The supported patterns by QWrapper
are similar to PyTorch:
- Linear
- Linear + ReLU(6) / Swish
- Conv2d
- Conv2d + ReLU(6) / Swish
- Conv2d + BatchNorm2d
- Conv2d + BatchNorm2d + nn.ReLU(6) / Swish
By default these fused layers are quantizable but quantization is turned off by default. You must specify the quantizers as arguments. For example:
wrapper = QWrapper(
layers,
weight_quantizer=AffineQuantizer(n_bits, BatchMinMax())
acts_quantizer=AffineQuantizer(n_bits, ExpAvgMinMax())
)
op = QOp(operators.add, acts_quantizer=AffineQuantizer(n_bits, ExpAvgMinMax()))
These modules automatically support our state machine (see below under context managers).
We provide support to convert ResNets and MobileNetV2s from Torchvision and EfficientNets from efficientnet_pytorch to a fused version. This will preserve the full precision weights.
fused_model = FusedResNet(
full_precision_model,
weight_quantizer=lambda module: QuantizerForMyModuleWeights(module),
acts_quantizer=lambda module: QuantizerForMyModuleActivations(module)
)
Note that you are passed the module so you can do any setup required for your quantizer. This API may change depending on user feedback.
For changing the quantization mode in a QModule
you can do:
with qmodule_state(module, QModuleState.QUANT_AWARE_TRAIN):
...
# Alternatively:
set_qmodule_state(module, QModuleState.QUANT_AWARE_TRAIN)
This example showed changing to the training mode, but there are other modes of interest.
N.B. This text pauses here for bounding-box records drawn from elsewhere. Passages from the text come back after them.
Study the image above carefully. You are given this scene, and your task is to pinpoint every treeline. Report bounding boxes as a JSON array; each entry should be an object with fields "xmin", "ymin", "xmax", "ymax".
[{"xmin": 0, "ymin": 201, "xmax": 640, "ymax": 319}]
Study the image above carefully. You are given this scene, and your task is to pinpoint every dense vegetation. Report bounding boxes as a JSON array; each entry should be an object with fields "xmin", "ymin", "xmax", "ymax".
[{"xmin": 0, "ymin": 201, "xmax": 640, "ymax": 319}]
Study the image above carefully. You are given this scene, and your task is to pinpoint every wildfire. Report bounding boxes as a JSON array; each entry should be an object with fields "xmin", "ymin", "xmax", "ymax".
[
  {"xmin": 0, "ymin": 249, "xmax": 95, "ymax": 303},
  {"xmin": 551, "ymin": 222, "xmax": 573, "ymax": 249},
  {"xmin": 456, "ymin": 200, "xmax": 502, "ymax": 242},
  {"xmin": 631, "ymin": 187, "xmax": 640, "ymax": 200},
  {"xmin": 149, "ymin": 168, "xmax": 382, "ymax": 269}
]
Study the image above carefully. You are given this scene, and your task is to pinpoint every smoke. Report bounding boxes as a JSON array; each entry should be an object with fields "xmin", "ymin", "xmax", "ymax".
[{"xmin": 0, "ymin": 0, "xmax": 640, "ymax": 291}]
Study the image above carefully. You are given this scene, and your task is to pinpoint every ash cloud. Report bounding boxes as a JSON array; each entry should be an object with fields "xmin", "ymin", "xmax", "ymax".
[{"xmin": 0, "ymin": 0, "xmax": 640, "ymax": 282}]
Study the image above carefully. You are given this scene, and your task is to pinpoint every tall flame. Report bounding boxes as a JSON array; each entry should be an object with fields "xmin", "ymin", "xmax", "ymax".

The full set of modes provided are described in the QModuleState
enum in qmodule.py
.
Warning: You must set the mode explicitly. If you just call model.train()
or model.eval()
, the quantization mode will not change. This gives you finer control, but it is easy to forget.
- Documentation generation.
- Per-Channel Quantization.
- BatchNorm Folding.
- Binary Neural Networks.
- Automated graph rewriting with
torch.fx
. - Sophisticated research techniques for quantization added as baselines.
- Debugging tooling.
- Integration with other toolkits e.g. HuggingFace, SpeechBrain, Flower, etc.